Neil deGrasse Tyson wins Censor of the Year award
Neil deGrasse Tyson, host of television’s Cosmos: A Spacetime Odyssey, won the Discovery Institute’s Censor of the Year award today. The honor “recognizes achievement in thwarting an open and informed discussion of science.”
Tyson’s show, which updated Carl Sagan’s Cosmos, was nominated for 12 Emmys and featured an introduction by President Barack Obama. It frequently pitted faith against science and implied that skepticism regarding modern science is the domain of fools, or worse. Discovery said Tyson’s dismissal of any alternative viewpoint, and his willingness to bend the truth, earned him the COTY.
For example, in episode five Tyson offered the Chinese philosopher Mozi as an example of a thinker oppressed by religion. According to Tyson, Mozi wrote Against Faith and religious leaders persecuted his followers. The title of the work, though, was Against Fate. Mozi rejected fatalism, and the persecution was for political, not religious, reasons.
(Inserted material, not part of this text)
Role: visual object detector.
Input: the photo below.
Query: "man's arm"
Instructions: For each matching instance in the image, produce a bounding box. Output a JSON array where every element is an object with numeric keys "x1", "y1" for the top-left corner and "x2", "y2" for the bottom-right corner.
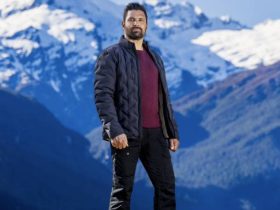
[{"x1": 94, "y1": 49, "x2": 125, "y2": 140}]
Tyson normally smiles when he asserts humans are merely matter. The Discovery Institute’s David Klinghoffer said Tyson stood out among other potential award recipients for being “charming” and “avuncular,” and is effective “because he is so likable.” That likability is evidenced by frequent appearances on The Colbert Report, The Tonight Show with Jay Leno, The Daily Show with Jon Stewart, and Late Night with Jimmy Fallon.
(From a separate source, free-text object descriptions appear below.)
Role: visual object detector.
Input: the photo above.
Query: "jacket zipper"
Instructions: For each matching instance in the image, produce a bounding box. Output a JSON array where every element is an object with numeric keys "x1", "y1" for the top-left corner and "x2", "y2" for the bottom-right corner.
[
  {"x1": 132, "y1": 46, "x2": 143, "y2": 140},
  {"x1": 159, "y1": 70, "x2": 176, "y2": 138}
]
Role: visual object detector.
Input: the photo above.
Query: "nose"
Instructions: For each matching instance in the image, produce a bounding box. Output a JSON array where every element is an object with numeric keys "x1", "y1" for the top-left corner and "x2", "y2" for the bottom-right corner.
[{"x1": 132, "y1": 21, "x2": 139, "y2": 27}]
Family Guy creator Seth MacFarlane executive-produced Cosmos, raising the series’ credibility with a young male audience. In a 2006 address to Harvard’s graduating class, MacFarlane told students to “Stay away from the church,” describing the Bible as a book “written by people who thought the sun was magic.”
Klinghoffer predicts Cosmos will soon become a staple in science classrooms.